Attendance at professional sporting events is on a downward trend due to the COVID-19 pandemic and the improvement of at-home viewing experiences, he said.

Caflisch said sports teams are working to integrate technology with promotions, fantasy sports, and legalized betting to improve the experience for fans attending games and to sell more tickets.

He said, “Fans want to share moments with others worldwide,” and noted the upward trend of social media as an aspect of the fan’s experience.

The fan experience greatly differs between college and professional sports and larger and smaller markets, Caflisch said.

He said leveraging innovative uses for technology improves the fan experience and increases revenue for the team.

Caflisch said he cannot stress enough how important networking is in career development.

“It’s not necessarily what you know, but who you know. But bringing value to the table is also very important,” he said.
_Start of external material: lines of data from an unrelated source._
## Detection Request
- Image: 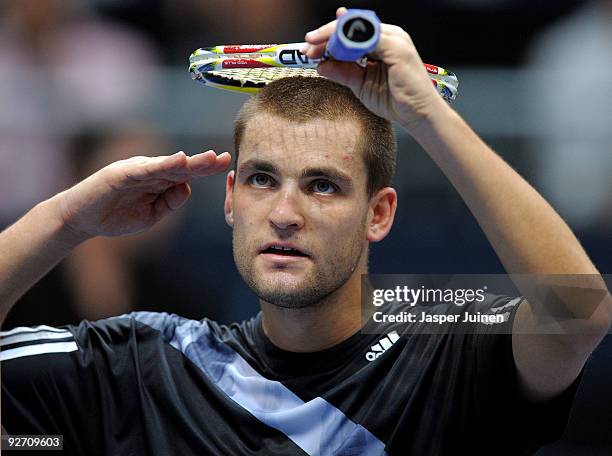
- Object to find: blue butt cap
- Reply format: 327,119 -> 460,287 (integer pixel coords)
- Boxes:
326,9 -> 380,62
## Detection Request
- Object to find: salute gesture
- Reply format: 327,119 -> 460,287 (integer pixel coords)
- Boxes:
302,7 -> 448,131
56,150 -> 231,240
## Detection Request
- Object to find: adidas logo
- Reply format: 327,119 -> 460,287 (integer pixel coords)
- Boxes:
366,331 -> 399,361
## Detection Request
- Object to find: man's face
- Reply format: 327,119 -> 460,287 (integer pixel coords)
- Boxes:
226,113 -> 368,308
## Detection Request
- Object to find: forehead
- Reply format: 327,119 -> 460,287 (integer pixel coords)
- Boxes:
238,113 -> 365,175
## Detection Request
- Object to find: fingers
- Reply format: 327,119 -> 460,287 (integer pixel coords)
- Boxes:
125,150 -> 231,182
153,183 -> 191,221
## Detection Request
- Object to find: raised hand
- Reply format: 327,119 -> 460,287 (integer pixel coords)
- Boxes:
302,8 -> 448,131
54,150 -> 231,240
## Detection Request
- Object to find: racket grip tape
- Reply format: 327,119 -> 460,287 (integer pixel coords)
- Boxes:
326,9 -> 380,62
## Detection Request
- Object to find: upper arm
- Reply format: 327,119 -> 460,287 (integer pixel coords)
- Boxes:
512,300 -> 605,401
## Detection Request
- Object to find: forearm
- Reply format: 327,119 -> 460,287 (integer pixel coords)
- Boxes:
0,192 -> 84,324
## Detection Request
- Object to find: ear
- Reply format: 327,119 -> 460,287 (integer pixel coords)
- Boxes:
366,187 -> 397,242
223,170 -> 236,227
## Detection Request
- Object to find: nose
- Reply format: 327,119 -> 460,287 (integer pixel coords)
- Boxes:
269,183 -> 304,230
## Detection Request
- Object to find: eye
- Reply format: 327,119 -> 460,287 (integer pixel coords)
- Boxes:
312,179 -> 336,194
249,173 -> 272,187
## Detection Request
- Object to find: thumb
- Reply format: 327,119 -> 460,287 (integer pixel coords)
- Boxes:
317,60 -> 365,95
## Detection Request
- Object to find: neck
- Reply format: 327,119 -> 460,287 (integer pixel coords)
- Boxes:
260,260 -> 365,352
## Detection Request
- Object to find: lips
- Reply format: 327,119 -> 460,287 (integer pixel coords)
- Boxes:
260,242 -> 310,257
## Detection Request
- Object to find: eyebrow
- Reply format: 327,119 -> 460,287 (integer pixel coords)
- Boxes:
238,159 -> 353,187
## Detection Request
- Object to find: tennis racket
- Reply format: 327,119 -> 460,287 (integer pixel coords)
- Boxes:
189,10 -> 459,103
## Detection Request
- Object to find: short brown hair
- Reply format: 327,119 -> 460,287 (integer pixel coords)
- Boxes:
234,76 -> 397,197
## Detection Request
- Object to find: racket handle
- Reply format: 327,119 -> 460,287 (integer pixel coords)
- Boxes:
325,9 -> 380,62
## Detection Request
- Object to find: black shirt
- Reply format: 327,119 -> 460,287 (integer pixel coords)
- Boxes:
1,296 -> 579,456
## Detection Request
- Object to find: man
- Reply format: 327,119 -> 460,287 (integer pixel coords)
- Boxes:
0,8 -> 612,455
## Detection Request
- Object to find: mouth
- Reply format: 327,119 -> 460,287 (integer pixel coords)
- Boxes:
260,243 -> 309,260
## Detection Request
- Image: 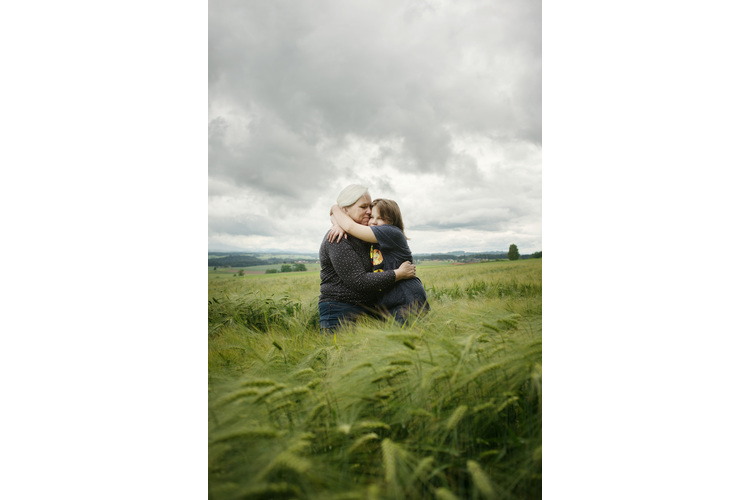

Harrison said, “Tod was able to bring to life how technology is used to create a better consumer experience, enhance fan engagement, and drive revenues all at the same time. He tied together how political, economic, social, and environmental factors intersect with technology and sports venues, which is something we have been discussing in class all semester. I thought it was particularly inspiring for the class to see such a highly successful Framingham State grad who is a technology expert in applications that didn't exist when he was in college.

“I thought it was incredibly gracious that Tod invited the students to connect with him and become part of his network as they look to break into the sports industry,” he added.